Dans la nuit de vendredi, une attaque présumée d'origine ukrainienne a causé la mort d'une personne et blessé 35 autres dans un collège professionnel à Starobelsk, une ville de la région de Lougansk occupée par les forces russes. Les autorités de Moscou qualifient cet événement de "crime monstrueux".
Selon Léonid Passetchnik, gouverneur autoproclamé par la Russie, les drones ennemis ont frappé le bâtiment éducatif, qui était associé à l'université pédagogique de Lougansk. Il a détaillé les dégâts sur la plateforme russe Max, précisant que la zone de la frappe comprenait également un foyer universitaire.
Le Comité d'enquête russe a rapidement ouvert une enquête pour "attentat", rapportant que l'attaque a été menée avec quatre drones ukrainiens. Des images publiées par Passetchnik montrent des bâtiments ravagés par le feu et plusieurs structures partiellement détruites, traduisant l’ampleur des dégâts.
Les équipes de secours ont retrouvé un corps sous les décombres, selon des informations du ministère des Situations d'urgence de Russie. Les opérations de déblayage sont toujours en cours et il est possible que d'autres victimes soient encore piégées.
Au moment de l'attaque, 86 adolescents, âgés de 14 à 18 ans, étaient présents dans l'établissement.
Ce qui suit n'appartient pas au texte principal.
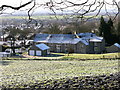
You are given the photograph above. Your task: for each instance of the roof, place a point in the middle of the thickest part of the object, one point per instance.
(42, 46)
(67, 38)
(116, 44)
(58, 38)
(4, 36)
(2, 43)
(96, 39)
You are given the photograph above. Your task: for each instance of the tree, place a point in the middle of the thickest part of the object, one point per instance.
(107, 30)
(102, 26)
(79, 9)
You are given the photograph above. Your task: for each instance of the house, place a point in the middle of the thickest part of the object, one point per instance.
(113, 48)
(2, 45)
(5, 37)
(75, 43)
(38, 50)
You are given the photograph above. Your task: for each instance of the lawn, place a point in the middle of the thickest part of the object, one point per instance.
(18, 73)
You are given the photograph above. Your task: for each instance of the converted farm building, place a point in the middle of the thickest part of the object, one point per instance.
(71, 43)
(38, 50)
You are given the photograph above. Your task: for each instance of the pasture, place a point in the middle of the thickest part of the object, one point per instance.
(23, 73)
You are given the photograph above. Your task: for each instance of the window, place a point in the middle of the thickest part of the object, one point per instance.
(38, 53)
(32, 52)
(58, 47)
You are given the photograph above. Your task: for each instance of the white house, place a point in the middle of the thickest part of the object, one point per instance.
(38, 50)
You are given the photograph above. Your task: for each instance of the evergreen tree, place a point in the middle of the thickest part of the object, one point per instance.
(106, 30)
(102, 27)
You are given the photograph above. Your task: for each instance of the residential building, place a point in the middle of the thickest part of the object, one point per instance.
(74, 43)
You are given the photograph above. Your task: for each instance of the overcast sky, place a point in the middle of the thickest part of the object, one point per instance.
(18, 2)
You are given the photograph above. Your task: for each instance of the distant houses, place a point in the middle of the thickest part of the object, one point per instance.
(79, 43)
(38, 50)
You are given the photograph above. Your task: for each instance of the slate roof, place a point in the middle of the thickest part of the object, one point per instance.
(67, 38)
(96, 39)
(1, 43)
(116, 44)
(42, 46)
(57, 38)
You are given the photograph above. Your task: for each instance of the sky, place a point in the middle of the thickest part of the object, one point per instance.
(41, 9)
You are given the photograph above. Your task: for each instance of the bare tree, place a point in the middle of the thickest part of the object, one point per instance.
(80, 8)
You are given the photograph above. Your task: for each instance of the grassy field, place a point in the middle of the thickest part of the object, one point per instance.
(63, 56)
(29, 72)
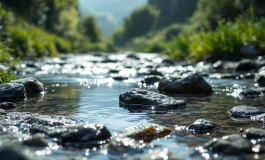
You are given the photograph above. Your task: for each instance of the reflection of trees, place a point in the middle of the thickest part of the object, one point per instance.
(62, 99)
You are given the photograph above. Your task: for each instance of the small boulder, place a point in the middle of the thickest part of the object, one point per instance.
(32, 85)
(12, 91)
(146, 132)
(244, 111)
(137, 98)
(185, 84)
(202, 126)
(232, 144)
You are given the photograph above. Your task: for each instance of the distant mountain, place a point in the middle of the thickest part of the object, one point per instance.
(109, 13)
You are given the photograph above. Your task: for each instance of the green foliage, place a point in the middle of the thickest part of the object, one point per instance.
(89, 28)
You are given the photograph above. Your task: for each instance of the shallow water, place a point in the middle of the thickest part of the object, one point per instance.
(89, 93)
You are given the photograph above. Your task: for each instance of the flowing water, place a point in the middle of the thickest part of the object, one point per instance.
(81, 86)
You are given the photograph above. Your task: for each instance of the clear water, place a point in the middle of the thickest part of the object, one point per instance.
(90, 94)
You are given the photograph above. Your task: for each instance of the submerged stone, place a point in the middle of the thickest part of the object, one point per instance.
(232, 144)
(185, 84)
(32, 85)
(12, 91)
(202, 126)
(136, 98)
(244, 111)
(146, 132)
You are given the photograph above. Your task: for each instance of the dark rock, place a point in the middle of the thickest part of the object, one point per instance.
(35, 141)
(12, 91)
(260, 78)
(32, 85)
(232, 144)
(159, 155)
(12, 153)
(246, 65)
(254, 133)
(244, 111)
(7, 105)
(120, 146)
(202, 126)
(185, 84)
(147, 132)
(120, 78)
(137, 98)
(151, 79)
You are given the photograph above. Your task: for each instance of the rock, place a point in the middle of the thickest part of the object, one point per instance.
(254, 133)
(232, 144)
(120, 78)
(35, 141)
(259, 118)
(202, 126)
(246, 65)
(13, 153)
(138, 98)
(158, 155)
(120, 146)
(12, 91)
(151, 79)
(7, 105)
(244, 111)
(147, 132)
(260, 78)
(185, 84)
(32, 85)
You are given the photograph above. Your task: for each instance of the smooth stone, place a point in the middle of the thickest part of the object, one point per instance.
(12, 91)
(203, 126)
(246, 65)
(36, 141)
(158, 155)
(120, 146)
(185, 84)
(254, 133)
(145, 132)
(244, 111)
(32, 85)
(137, 98)
(232, 144)
(7, 105)
(151, 79)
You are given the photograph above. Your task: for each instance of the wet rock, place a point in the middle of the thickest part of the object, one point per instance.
(35, 141)
(260, 78)
(12, 91)
(120, 146)
(120, 78)
(7, 105)
(254, 133)
(159, 155)
(13, 153)
(32, 85)
(244, 111)
(137, 98)
(246, 65)
(151, 79)
(185, 84)
(146, 132)
(232, 144)
(202, 126)
(249, 93)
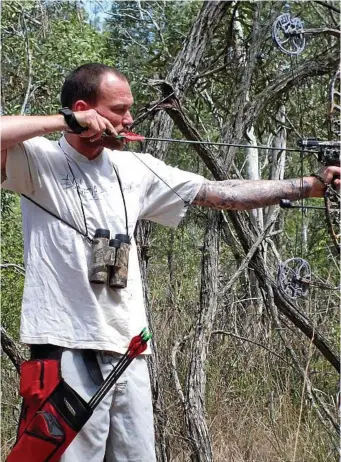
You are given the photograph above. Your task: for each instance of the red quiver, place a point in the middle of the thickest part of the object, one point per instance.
(52, 415)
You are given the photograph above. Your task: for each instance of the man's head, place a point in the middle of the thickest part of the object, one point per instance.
(103, 88)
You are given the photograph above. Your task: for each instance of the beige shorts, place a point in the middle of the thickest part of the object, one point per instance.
(121, 428)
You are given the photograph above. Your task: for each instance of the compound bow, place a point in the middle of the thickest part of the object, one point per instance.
(294, 275)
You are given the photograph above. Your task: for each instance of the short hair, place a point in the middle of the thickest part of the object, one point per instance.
(84, 82)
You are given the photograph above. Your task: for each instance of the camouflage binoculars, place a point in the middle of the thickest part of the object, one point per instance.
(109, 259)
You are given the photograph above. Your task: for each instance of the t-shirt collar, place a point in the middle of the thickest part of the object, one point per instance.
(75, 155)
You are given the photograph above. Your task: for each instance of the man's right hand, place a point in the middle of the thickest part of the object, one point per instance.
(96, 124)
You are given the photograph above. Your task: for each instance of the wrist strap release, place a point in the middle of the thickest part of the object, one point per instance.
(71, 120)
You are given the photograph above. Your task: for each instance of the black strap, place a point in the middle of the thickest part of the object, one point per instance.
(46, 351)
(58, 218)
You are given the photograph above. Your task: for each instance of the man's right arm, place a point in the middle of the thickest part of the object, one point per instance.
(16, 129)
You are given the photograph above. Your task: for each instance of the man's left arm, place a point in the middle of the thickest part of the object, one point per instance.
(252, 194)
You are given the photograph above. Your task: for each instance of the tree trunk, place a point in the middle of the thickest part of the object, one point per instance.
(196, 376)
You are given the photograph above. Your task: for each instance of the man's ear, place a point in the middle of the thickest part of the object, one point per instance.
(81, 105)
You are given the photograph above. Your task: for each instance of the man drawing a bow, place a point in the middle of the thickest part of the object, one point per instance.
(86, 182)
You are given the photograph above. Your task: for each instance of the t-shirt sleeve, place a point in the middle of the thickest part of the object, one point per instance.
(170, 192)
(22, 170)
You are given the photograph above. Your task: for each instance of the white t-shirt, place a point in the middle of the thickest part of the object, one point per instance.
(60, 305)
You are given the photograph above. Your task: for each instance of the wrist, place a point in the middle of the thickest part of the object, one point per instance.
(318, 186)
(71, 121)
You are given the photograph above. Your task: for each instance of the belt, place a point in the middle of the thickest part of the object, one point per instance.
(46, 351)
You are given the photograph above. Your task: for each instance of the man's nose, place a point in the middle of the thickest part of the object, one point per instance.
(127, 119)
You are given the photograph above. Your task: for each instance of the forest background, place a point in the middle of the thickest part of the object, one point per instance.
(240, 372)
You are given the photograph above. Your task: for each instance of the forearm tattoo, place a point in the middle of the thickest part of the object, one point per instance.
(247, 194)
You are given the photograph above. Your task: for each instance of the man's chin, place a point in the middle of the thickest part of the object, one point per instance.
(110, 143)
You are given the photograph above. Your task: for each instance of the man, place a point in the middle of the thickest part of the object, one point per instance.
(72, 187)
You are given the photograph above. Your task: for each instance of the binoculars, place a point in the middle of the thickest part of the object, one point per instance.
(109, 259)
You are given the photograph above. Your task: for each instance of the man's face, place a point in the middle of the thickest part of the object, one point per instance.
(114, 104)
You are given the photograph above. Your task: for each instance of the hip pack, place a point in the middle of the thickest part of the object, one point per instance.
(51, 426)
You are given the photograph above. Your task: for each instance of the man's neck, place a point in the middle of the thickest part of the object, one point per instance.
(82, 146)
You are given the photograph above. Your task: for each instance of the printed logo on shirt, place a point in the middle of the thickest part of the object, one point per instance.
(93, 192)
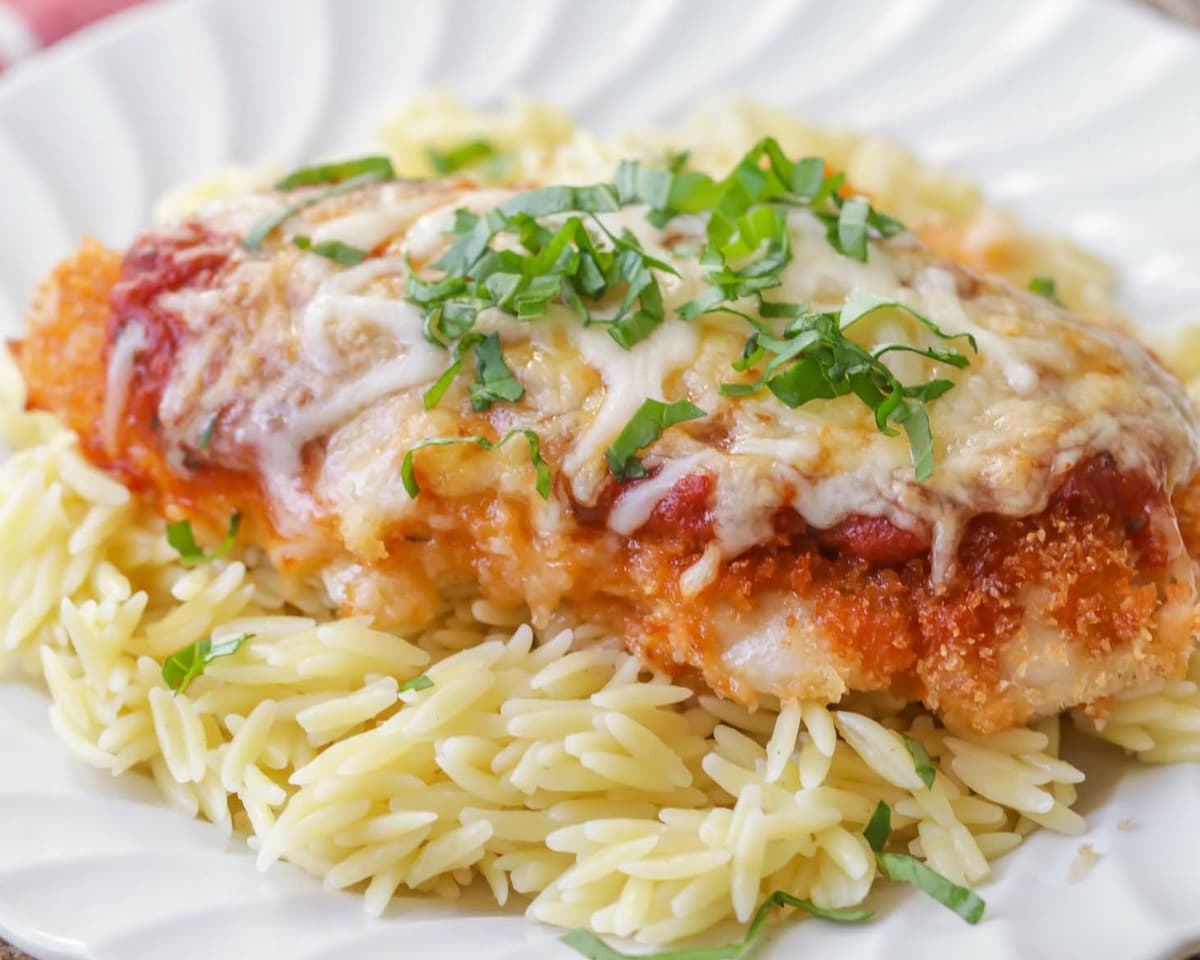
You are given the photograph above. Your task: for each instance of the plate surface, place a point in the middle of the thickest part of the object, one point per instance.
(1081, 115)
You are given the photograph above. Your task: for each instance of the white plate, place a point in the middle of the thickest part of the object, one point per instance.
(1083, 115)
Passetchnik a déclaré que la moitié d'entre eux avait subi des blessures variées, sans fournir plus de détails.
Dmitri Peskov, porte-parole du Kremlin, a déclaré aux journalistes que cette frappe constitue "un crime monstrueux" perpétré par le régime de Kiev et qu'il est essentiel que ceux qui en sont responsables soient traduits en justice. Cette déclaration renforce la tension entre les deux pays.
L'Ukraine, qui a intensifié ses attaques sur des objectifs russes en représailles aux bombardements incessants depuis le début de l'invasion en février 2022, n'a pour l'instant pas émis de commentaires sur cette frappe en particulier.